New Center Aims to Help Motivate Calif. High Schoolers
Related poll shows student support for career-related schools.
Hoping to motivate more California students to finish high school and find future success, the James Irvine Foundation last week announced a new center aimed at expanding work-based learning programs that integrate high-level academics.
Called ConnectEd: The California Center for College and Career, the new project will seek to provide solutions to the problems highlighted in a new poll, also sponsored by the foundation.
ConnectEd, based in Berkeley, will serve as a hub for creative practices, policies, and research on how to ensure that more of the state’s students complete high school and have the skills they need for a job or for college, organizers say.
The center will stress “real world” learning that blends high-quality technical and career education with rigorous academic content.

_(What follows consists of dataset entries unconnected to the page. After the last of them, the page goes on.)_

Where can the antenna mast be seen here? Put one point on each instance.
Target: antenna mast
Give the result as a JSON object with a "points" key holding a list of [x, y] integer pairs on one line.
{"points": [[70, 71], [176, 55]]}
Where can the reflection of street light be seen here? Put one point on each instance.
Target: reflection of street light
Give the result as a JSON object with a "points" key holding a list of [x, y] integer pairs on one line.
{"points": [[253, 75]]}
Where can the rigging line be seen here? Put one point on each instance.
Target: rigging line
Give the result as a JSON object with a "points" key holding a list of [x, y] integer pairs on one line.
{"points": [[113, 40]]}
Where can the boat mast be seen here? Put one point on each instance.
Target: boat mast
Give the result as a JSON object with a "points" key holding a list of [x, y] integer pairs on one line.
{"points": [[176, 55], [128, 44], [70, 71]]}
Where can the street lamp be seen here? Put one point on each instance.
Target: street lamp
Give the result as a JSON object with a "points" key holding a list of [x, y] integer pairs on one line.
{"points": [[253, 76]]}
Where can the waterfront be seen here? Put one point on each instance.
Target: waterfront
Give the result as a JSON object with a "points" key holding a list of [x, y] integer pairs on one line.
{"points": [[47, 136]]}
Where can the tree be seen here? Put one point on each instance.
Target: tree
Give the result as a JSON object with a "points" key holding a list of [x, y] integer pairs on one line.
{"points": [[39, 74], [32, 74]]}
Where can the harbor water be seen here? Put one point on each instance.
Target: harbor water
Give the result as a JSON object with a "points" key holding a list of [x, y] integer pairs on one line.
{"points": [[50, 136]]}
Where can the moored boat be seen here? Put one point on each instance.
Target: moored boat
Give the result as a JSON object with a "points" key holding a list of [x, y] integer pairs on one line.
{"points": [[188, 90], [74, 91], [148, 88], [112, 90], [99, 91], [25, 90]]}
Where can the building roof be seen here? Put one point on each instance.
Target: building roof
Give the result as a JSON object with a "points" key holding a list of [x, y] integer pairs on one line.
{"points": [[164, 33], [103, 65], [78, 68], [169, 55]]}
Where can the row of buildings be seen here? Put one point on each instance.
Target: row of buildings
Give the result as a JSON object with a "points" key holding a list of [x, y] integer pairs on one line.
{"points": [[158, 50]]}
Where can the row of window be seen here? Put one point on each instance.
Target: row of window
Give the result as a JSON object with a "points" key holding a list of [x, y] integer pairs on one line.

Concerned about global competition and widening income gaps in the U.S. economy, policymakers across the nation are turning with increasing urgency to the issue of college and workforce preparation. ("Economic Trends Fuel Push to Retool Schooling," March 22, 2006.)
Examples of what the center’s organizers would like to see replicated across the state include Health Professions High School, which opened last fall in Sacramento. With 150 freshmen this year, the school uses a health-care theme to provide an academic curriculum, leadership experiences, and opportunities for students to apply what they’ve learned.
Board members for ConnectEd include Jeannie Oakes, an education professor at the University of California, Los Angeles; Ramon C. Cortines, a former district schools chief in New York City and San Francisco; and Ted Mitchell, the chairman of Gov. Arnold Schwarzenegger’s Advisory Committee on Education Excellence.
The poll released last week by the foundation found that fewer than 40 percent of California’s 9th and 10th graders say they really like going to school and feel high school does a good job of motivating them to do their best work.
The poll results also show that almost three-fourths of the students surveyed said they could be doing better if they felt motivated to work harder.
“It’s so clear that we have to do a better job of preparing students for both college and career,” Gavin Payne, California’s deputy superintendent of education, said during a teleconference on the poll. He added that many students “have interests and learning styles which don’t fit the pathways that are offered” in traditional high schools.
Roughly 75 percent of students polled agreed that the idea of a school that prepares them for college and employment is appealing. Seventy-six percent said they would like to attend school in “small learning communities” focused on a particular profession.
“California high schools’ current structure works well for many students, but there is clear room for improvement for the majority of students,” the report on the results says.
For the poll, Peter D. Hart Research Associates, based in Washington, surveyed 619 9th and 10th graders in California who are deemed at risk of falling behind academically. The margin of error is 4.1 percentage points.
The Irvine Foundation, based in San Francisco, sponsored the poll as a follow-up to its funding of a study last year on California’s high school dropout problem. That study was conducted by the Civil Rights Project at Harvard University and showed that only 69 percent of the state’s students graduate from high school on time. The rates are even lower for African-American and Hispanic students.
The new poll results come as Gov. Schwarzenegger is drawing more attention to career and technical education as a way to keep students interested in school. He is recommending $50 million to expand such programs in middle school through community college and to help high schools link their vocational programs with those in community colleges.